To begin, I noted two things. Given how light works, the curve must be a radial projection (from the light source) of the bottom boundary of the shade (a circle) onto the wall. Second, only the half of the circle closest to the wall would actually contribute to the shadow on the wall, and thus the curve. And so begins the math:
In this particular waiting room, the shade was actually touching the wall. That is, there was a single point on the bottom boundary of the shade touching the wall, which was the point at the 'apex' of this curve where the shadow began. Therefore, I imagined the scenario as follows:
The bottom boundary of the shade can be represented as the unit circle $\alpha = \langle \cos(\theta) + 1, \sin(\theta), 0 \rangle$. The wall can be thought of as the $yz$-plane, and perhaps the light source was centered at $P = (1, 0, 1)$. Note that the half of the circle contributing to the shadow is $\frac{\pi}{2} \leq \theta \leq \frac{3\pi}{2}$.
Next, recall that the curve is a radial projection of the circle, so we first wish to find a parametrization of the line from $P$ to an arbitrary point on the circle $\alpha$. Such a parametrization is as follows: $l(t) = \langle 1 + \cos(\theta)t, \sin(\theta)t, 1-t \rangle$. Note that at $t = 0$, we are at the point $P$, and at $t = 1$, we are at the point $\langle 1 + \cos(\theta), \sin(\theta), 0 \rangle$ on the circle.

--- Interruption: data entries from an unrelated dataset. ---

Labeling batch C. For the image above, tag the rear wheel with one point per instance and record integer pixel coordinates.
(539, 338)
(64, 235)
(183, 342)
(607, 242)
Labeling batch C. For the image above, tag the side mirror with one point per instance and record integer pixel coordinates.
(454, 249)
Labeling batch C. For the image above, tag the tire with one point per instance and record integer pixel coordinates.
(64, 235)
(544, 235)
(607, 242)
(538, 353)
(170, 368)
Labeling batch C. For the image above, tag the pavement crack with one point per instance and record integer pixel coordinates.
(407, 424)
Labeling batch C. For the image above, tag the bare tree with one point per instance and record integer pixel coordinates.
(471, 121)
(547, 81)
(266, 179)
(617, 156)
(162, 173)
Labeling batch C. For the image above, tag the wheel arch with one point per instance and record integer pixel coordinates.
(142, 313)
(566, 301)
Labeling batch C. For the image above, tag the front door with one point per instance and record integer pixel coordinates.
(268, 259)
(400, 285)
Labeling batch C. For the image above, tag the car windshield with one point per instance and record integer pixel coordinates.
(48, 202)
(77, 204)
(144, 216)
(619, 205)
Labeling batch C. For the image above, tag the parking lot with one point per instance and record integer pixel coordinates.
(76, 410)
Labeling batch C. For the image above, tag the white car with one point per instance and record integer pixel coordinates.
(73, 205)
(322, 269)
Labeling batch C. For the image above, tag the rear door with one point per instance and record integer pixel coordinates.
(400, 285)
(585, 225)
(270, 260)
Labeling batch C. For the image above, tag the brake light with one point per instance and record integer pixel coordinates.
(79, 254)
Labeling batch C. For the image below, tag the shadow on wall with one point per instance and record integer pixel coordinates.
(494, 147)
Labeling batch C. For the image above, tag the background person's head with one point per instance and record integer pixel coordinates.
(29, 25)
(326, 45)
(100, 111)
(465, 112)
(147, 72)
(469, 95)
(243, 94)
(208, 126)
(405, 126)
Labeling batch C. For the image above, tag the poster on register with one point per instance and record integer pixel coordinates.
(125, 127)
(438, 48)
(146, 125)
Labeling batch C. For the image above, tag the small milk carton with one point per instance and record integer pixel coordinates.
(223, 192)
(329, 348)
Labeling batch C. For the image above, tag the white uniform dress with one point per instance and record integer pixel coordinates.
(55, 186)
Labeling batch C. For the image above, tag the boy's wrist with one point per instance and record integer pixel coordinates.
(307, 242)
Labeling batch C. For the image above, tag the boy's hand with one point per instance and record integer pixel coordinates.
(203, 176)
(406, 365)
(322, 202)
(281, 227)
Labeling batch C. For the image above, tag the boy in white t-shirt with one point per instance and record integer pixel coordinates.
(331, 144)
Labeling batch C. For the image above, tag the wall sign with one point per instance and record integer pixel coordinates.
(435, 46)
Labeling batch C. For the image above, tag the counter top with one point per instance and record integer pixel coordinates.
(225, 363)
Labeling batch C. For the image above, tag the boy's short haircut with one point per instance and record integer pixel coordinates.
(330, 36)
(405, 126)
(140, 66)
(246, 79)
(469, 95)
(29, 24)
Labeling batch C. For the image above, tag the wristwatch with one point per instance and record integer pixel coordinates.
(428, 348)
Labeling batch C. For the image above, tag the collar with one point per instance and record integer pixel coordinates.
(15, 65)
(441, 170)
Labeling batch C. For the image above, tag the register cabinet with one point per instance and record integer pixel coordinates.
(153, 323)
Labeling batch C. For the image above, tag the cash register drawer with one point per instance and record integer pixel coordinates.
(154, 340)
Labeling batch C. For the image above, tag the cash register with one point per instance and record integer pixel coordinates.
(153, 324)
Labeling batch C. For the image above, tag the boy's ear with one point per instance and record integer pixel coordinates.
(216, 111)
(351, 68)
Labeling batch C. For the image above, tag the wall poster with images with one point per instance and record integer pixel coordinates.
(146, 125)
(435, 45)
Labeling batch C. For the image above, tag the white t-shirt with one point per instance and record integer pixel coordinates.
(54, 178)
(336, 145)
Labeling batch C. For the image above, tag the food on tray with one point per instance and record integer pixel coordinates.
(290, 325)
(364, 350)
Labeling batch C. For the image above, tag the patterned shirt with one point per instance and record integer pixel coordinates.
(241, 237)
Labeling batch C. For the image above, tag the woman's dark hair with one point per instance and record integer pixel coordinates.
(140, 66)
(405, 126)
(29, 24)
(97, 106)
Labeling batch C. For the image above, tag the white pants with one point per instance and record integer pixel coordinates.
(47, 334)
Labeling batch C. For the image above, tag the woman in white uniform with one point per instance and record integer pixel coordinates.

We want to know where this family of lines intersects the $yz$-plane. Well, the $x$-coordinate at the intersection points is $0$, so we get the following equations:
$$x = 1 + \cos(\theta)t = 0$$
$$y = \sin(\theta)t$$
$$z = 1 - t$$
Hence, $t = -\sec(\theta)$. Plugging this in, we get the following system of equations describing the curve in the $yz$-plane:
$$y = -\tan(\theta)$$
$$z = 1 + \sec(\theta)$$
For simplicity, we can just pretend we're back in the $xy$-plane, and $x = -\tan(\theta)$ and $y = 1 + \sec(\theta)$. From here, we can get out of a parametrized equation and into rectangular form by noting that $y^2 - x^2 - 2y = 0$.
Recall that a general equation $A_{xx}x^2 + 2A_{xy}xy + A_{yy}y^2 + 2B_xx + 2B_yy + C = 0$ for constants $A_{\circ \circ}$ and $B_{\circ}$ describes a hyperbola provided that $ \det \left[ \begin{array}{ c c } A_{xx} & A_{xy} \\ A_{xy} & A_{yy} \end{array} \right] < 0$. Well, in our case, $A_{xx} = -1$, $A_{xy} = 0$, and $A_{yy} = 1$.
Therefore, we conclude that the curve is a hyperbola!